# UV sterilizer installation question



## Corydora_FREAK (Feb 21, 2007)

Can you install a UV sterilizer on a HOB power filter by splicing the intake tube of the Uv serilizer into the middle of the intake tube of the HOB filter. OR do you have to use box filters of power heads.


----------



## TheOldSalt (Jan 28, 2005)

If you try to splice into the intake of the other filter, you'll only partially fill the UV until it's easier for the water to ignore it and just keep going straight than to try to push against what's in the UV. In other words, it won't work.


----------



## Danh (Feb 19, 2007)

Use a powerhead. Assuming you've got strong tops, sit the UV on top of the tank and have the return out of the UV pointing straight down back into the water.


----------



## Corydora_FREAK (Feb 21, 2007)

i dont have a powerhead.......... a box filter will also work and i think i can get a hold of one of those easier

this was my plan Sterilizer hanging on back in case there was a mixup, sorry drawing sucks


----------



## TheOldSalt (Jan 28, 2005)

Oh, so now you want to pump the water over the top of the tank and then back down into the filter, eh?
That REALLY won't work. Just get a small powerhead, already.


----------



## Corydora_FREAK (Feb 21, 2007)

> That REALLY won't work. Just get a small powerhead, already.

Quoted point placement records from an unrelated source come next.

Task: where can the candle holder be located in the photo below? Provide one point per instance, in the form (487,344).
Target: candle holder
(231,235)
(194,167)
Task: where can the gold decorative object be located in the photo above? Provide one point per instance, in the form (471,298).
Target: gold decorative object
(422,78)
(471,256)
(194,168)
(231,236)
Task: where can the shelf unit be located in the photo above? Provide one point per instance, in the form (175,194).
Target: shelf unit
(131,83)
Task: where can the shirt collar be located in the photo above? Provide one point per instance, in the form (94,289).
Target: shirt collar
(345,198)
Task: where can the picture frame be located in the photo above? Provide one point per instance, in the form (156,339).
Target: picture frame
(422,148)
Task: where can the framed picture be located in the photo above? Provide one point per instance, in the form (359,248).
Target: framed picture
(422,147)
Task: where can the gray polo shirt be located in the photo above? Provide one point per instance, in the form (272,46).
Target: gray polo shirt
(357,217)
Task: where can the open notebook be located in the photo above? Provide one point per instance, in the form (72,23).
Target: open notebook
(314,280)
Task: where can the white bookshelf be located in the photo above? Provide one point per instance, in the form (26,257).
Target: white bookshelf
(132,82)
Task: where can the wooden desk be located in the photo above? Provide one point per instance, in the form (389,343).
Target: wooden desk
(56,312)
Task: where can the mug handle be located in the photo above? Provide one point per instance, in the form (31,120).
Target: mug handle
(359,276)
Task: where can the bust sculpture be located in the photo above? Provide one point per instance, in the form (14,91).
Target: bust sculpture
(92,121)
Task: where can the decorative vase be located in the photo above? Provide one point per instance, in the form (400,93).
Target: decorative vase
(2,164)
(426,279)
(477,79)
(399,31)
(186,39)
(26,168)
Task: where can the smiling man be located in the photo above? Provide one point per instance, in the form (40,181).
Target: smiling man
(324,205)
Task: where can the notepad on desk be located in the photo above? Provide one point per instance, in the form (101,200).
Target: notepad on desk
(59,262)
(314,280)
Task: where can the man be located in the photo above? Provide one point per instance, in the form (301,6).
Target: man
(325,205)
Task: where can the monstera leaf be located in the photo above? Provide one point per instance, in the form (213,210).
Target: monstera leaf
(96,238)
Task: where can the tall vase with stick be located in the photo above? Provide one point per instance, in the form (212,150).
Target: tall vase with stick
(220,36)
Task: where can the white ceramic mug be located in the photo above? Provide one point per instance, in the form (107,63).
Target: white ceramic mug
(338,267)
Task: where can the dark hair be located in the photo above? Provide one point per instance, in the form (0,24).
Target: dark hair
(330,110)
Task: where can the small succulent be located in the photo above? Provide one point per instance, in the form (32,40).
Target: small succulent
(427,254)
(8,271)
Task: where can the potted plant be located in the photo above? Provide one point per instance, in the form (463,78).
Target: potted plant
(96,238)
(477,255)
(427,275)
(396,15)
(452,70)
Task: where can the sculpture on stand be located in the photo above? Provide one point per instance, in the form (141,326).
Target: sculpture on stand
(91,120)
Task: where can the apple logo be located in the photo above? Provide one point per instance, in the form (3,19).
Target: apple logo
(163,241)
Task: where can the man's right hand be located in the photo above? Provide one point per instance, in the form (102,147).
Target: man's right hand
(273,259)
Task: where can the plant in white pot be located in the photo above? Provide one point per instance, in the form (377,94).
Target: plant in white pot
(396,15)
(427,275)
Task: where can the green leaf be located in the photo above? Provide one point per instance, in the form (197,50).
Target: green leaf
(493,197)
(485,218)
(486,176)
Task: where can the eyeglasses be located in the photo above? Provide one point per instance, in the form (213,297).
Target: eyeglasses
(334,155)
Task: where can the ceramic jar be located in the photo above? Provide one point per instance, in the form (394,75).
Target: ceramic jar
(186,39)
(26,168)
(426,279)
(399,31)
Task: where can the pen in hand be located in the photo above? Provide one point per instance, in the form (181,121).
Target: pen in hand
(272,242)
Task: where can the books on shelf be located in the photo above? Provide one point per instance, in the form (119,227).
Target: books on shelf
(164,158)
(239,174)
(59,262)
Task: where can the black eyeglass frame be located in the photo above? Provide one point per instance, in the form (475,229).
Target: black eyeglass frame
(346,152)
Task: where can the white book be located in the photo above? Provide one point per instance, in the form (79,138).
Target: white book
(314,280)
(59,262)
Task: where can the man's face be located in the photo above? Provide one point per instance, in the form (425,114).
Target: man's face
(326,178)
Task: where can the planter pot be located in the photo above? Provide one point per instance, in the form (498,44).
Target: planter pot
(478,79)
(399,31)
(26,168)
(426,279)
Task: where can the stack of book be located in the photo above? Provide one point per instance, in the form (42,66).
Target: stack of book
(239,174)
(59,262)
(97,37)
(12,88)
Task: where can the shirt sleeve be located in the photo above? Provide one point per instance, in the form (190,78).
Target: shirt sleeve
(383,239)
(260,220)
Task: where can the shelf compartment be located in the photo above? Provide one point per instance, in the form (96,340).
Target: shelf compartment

Ok gosh!!! *runs away crying*


----------



## TheOldSalt (Jan 28, 2005)

You can push water up that high no problem, but it's mighty hard to pull it. That's the problem. You'd also have to prime the thing somehow by filling it all up with water so it would run, and you'd have to redo that every time the pump was stopped for whatever reason. It would quickly be a royal pain. Finally, if it even did work, you'd run a risk of cavitation, which would mess up your pH and dissolved gases ratio. Trust me, you'd be far better off just using a small powerhead.


----------